What does it mean to surrender an annuity contract?

A “surrender charge” is a type of sales charge you must pay if you sell or withdraw money from a variable annuity during the “surrender period” – a set period of time that typically lasts six to eight years after you purchase the annuity. Surrender charges will reduce the value and the return of your investment.

What is the surrender value of an annuity contract?

The surrender value is the actual sum of money a policyholder will receive if they try to access the cash value of a policy. Other names include the surrender cash value or, in the case of annuities, annuity surrender value. Often there will be a penalty assessed for early withdrawal of cash from a policy.

When does the surrender charge on an annuity go away?
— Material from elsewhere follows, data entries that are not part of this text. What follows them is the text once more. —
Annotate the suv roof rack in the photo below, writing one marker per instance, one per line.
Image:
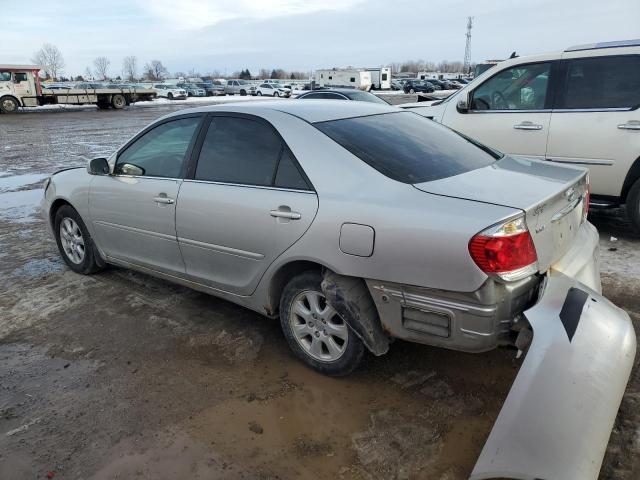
(614, 44)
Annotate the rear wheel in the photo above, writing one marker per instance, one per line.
(118, 101)
(74, 241)
(315, 332)
(8, 105)
(633, 205)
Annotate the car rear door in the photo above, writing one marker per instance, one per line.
(510, 111)
(245, 201)
(596, 120)
(133, 210)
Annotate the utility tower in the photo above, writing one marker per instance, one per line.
(467, 48)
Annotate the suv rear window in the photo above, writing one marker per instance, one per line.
(602, 82)
(408, 147)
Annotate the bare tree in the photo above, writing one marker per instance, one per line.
(50, 59)
(130, 68)
(154, 70)
(101, 65)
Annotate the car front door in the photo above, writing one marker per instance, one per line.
(244, 203)
(596, 120)
(510, 111)
(133, 209)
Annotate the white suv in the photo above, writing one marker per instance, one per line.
(579, 107)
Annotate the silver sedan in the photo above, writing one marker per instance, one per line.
(357, 224)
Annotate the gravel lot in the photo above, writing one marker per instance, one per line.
(120, 375)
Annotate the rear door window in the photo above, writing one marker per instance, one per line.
(601, 82)
(407, 147)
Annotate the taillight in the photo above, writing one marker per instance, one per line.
(585, 202)
(506, 250)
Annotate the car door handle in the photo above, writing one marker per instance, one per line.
(632, 125)
(527, 126)
(285, 214)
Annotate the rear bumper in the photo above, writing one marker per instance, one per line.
(557, 418)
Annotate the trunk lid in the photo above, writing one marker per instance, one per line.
(551, 196)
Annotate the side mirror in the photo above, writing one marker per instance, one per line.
(133, 170)
(98, 166)
(464, 103)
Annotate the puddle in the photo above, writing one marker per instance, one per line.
(20, 206)
(38, 268)
(10, 183)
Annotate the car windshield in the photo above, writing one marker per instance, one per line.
(365, 97)
(407, 147)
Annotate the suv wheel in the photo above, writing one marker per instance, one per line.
(315, 332)
(633, 205)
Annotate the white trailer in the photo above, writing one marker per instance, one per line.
(380, 78)
(347, 77)
(20, 87)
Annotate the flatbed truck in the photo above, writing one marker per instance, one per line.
(20, 86)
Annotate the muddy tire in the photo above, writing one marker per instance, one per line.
(315, 332)
(118, 101)
(8, 105)
(74, 241)
(633, 205)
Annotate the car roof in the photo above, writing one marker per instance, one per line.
(312, 112)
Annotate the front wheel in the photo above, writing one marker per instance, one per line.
(8, 105)
(314, 331)
(633, 205)
(74, 241)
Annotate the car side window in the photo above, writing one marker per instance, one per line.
(160, 152)
(523, 87)
(601, 82)
(288, 175)
(239, 150)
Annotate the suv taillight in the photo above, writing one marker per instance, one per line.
(506, 250)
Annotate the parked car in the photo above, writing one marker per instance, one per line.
(192, 90)
(418, 86)
(212, 89)
(171, 92)
(272, 90)
(422, 235)
(237, 87)
(342, 94)
(577, 107)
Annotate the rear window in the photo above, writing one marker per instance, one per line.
(407, 147)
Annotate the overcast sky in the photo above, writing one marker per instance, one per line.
(228, 35)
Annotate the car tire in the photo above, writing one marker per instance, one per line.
(633, 205)
(118, 102)
(74, 242)
(323, 340)
(8, 105)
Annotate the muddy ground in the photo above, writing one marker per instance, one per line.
(121, 376)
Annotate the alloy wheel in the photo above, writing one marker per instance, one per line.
(317, 327)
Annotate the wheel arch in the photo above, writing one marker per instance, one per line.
(632, 176)
(280, 278)
(13, 97)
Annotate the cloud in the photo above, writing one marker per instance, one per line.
(193, 14)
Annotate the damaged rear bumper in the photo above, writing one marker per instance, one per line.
(556, 421)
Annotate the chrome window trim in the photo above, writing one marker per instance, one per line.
(247, 185)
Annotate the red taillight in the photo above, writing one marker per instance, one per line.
(506, 250)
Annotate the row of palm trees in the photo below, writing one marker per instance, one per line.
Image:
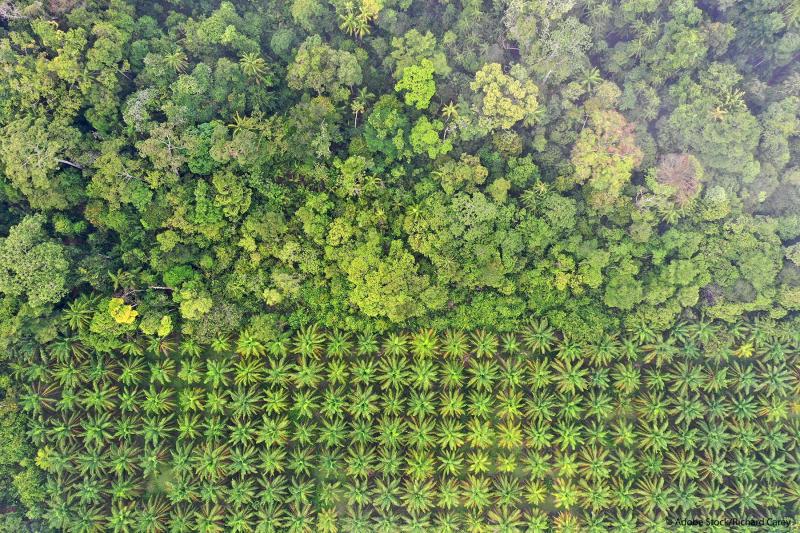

The surrender charge typically decreases each year as the annuity contract matures and earns interest for the insurance company. Once the surrender period has expired, the surrender charge is zero.

What happens when you take money out of an annuity?
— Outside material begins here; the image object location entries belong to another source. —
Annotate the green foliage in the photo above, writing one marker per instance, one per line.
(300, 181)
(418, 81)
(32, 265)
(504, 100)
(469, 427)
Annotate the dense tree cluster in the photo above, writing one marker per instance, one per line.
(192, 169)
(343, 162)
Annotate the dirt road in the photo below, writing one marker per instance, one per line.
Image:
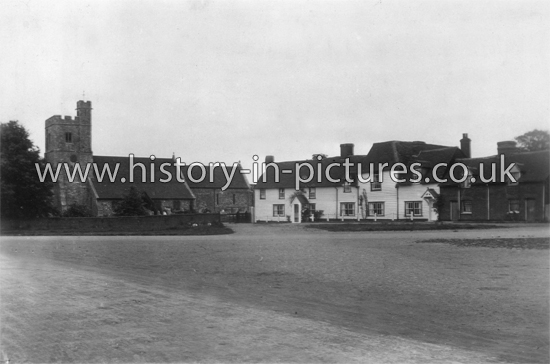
(273, 294)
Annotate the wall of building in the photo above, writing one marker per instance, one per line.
(229, 201)
(328, 199)
(414, 192)
(76, 151)
(387, 194)
(492, 202)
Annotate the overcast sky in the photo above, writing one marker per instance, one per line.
(224, 80)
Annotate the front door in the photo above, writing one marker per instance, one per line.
(530, 210)
(454, 211)
(296, 212)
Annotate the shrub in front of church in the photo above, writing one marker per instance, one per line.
(76, 210)
(131, 205)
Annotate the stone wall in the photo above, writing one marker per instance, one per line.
(111, 224)
(229, 201)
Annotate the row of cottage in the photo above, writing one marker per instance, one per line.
(380, 185)
(400, 180)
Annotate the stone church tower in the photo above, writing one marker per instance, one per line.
(69, 141)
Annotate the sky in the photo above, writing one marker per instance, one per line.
(226, 80)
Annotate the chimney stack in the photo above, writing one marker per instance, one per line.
(507, 147)
(346, 150)
(465, 145)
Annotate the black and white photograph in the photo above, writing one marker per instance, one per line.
(275, 181)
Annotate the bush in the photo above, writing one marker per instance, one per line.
(76, 210)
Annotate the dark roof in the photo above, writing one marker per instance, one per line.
(398, 152)
(428, 159)
(288, 180)
(391, 152)
(303, 200)
(432, 192)
(219, 180)
(534, 167)
(171, 190)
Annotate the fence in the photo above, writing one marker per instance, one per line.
(99, 224)
(239, 217)
(336, 217)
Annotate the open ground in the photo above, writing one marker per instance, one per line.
(275, 293)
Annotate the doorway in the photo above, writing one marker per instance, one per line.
(455, 212)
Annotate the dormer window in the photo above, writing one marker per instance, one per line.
(376, 185)
(347, 187)
(467, 183)
(516, 173)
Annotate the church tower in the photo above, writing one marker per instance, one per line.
(69, 141)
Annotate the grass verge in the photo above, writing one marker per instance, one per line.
(347, 227)
(510, 243)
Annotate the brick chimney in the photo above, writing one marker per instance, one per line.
(507, 147)
(346, 150)
(465, 145)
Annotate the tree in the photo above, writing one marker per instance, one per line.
(21, 192)
(132, 204)
(534, 140)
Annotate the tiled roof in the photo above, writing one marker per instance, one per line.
(429, 159)
(288, 180)
(534, 166)
(156, 190)
(386, 152)
(239, 179)
(398, 152)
Withdrawals During the Surrender Period If you take money out of an annuity, you may face a penalty or a surrender fee, also known as a withdrawal, or surrender, charge. Annuity contracts include surrender charges to make up for the insurance company’s loss if you choose to withdraw before they can earn interest on your principal.

Can a 1035 exchange allow you to surrender an annuity?
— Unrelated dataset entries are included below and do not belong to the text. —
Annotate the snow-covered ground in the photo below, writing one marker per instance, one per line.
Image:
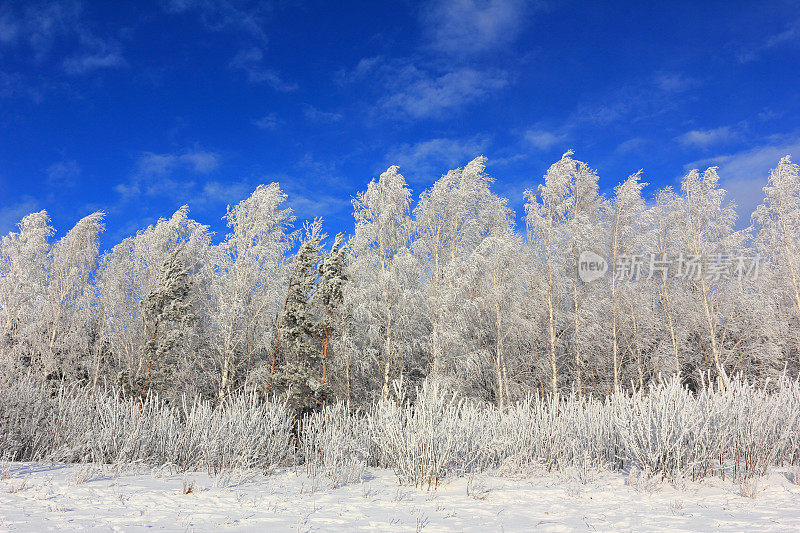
(38, 497)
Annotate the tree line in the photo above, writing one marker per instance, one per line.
(443, 287)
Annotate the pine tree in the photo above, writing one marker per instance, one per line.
(330, 297)
(299, 376)
(168, 315)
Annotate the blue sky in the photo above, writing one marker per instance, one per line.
(137, 108)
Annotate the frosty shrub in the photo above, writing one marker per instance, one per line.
(77, 425)
(336, 443)
(665, 431)
(428, 439)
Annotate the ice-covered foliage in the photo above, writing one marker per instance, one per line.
(666, 431)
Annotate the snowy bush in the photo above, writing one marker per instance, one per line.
(336, 442)
(666, 431)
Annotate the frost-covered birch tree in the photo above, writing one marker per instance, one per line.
(248, 283)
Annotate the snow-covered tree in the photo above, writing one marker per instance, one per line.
(778, 242)
(248, 283)
(377, 298)
(130, 272)
(453, 217)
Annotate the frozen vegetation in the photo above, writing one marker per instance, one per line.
(434, 347)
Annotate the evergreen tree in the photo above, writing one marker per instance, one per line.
(168, 315)
(299, 376)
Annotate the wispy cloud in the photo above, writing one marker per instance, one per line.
(427, 159)
(267, 122)
(744, 174)
(154, 174)
(63, 173)
(60, 29)
(543, 139)
(250, 60)
(11, 214)
(219, 15)
(316, 115)
(465, 27)
(790, 34)
(707, 138)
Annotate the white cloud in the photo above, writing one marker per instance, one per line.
(221, 15)
(250, 61)
(707, 138)
(421, 94)
(744, 174)
(630, 145)
(153, 174)
(463, 27)
(61, 29)
(10, 215)
(315, 115)
(791, 33)
(63, 173)
(544, 140)
(410, 88)
(82, 64)
(267, 122)
(436, 156)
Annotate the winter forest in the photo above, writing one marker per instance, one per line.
(444, 287)
(437, 340)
So, although a 1035 exchange might be an effective strategy for moving into an annuity that better suits your goals without having to pay taxes on the funds you move, it will not necessarily allow you to avoid surrender charges. Although many annuities have no-surrender clauses and high surrender fees, you can still get out of your annuity.

Can a deferred annuity be netted against capital losses?

The gain is ordinary income, not capital gain, and thus cannot be netted against capital losses. Some commentators and some insurers have taken the position that the gain on total surrender of a deferred annuity equals the cash value prior to surrender, without regard to surrender charges, less the taxpayer’s investment in the contract.